Abstract

The aim of this study was to compare the impact of a semi-upright swing with a standard crib on vital signs in infants in the neonatal intensive care unit (NICU). We performed a within-subjects' comparison of vital signs of NICU infants corrected to ≥34 weeks of gestation and placed in the supine position versus the semi-upright position in a swing. The primary outcome was the mean oxygen saturation, and the secondary outcomes were the mean heart rate, the proportion of time with oxygen saturation (SpO2) <90%, and respiratory rate. Of the 65 infants, 34 (57%) were male and 32 (50%) were black.
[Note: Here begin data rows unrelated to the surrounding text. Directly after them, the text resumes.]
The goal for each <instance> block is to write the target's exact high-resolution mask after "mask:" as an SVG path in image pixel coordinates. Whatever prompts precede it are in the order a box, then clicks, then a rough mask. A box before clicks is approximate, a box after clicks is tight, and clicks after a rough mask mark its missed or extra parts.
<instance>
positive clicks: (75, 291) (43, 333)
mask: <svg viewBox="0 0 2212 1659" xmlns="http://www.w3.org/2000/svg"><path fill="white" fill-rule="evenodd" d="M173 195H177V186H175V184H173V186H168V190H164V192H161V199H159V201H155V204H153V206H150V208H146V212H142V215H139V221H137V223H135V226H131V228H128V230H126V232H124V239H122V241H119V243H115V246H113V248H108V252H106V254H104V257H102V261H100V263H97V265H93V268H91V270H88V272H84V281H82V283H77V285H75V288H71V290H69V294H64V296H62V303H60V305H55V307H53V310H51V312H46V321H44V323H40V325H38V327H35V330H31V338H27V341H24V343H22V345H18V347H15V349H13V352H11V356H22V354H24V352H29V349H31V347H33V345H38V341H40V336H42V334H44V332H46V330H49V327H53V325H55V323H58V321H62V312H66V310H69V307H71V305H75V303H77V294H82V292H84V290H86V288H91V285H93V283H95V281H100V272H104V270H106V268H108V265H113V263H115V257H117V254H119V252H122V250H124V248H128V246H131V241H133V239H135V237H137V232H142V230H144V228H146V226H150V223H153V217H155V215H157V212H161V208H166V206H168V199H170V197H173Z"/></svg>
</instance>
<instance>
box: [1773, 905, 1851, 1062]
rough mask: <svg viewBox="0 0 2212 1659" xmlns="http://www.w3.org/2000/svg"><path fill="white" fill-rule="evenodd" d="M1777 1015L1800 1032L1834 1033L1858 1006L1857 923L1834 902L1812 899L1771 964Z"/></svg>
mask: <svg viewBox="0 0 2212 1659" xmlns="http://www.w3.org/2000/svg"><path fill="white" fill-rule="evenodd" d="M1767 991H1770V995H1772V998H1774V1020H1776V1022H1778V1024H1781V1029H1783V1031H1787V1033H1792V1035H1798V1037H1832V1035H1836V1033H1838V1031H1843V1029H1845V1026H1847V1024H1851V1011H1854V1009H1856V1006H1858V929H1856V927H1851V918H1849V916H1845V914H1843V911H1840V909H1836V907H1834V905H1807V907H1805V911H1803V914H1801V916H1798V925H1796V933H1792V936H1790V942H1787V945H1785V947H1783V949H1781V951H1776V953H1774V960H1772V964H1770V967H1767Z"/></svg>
The mean ± SD gestational age at birth was 32.4 ± 5.1 weeks. In all, 40% were on noninvasive respiratory support. There were no significant differences in oxygen saturation, heart rate, time with oxygen desaturation defined by SpO2 < 90%, or respiratory rate between the supine and semi-upright positions. A higher risk of desaturations was observed in infants without respiratory support (RR, 1.24, 95% CI, 1.15-1.33) and low-birth-weight infants (RR, 1.55, 95% CI, 1.42-1.69). The placement of infants in a semi-upright swing resulted in no discernible differences in averaged vital signs compared to the supine position in NICU infants. We identified no significant differences in averaged oxygen saturation, heart rate, or respiratory rate among NICU infants placed in a semi-upright swing compared to the supine position. Desaturation events occurred at a higher frequency in low-birth-weight infants and those on room air when placed in the swing, although none required oxygen supplementation. The results from the current study support that it is probably safe to use semi-upright swings in the NICU environment, although additional studies are necessary for generalization to the unmonitored home environment.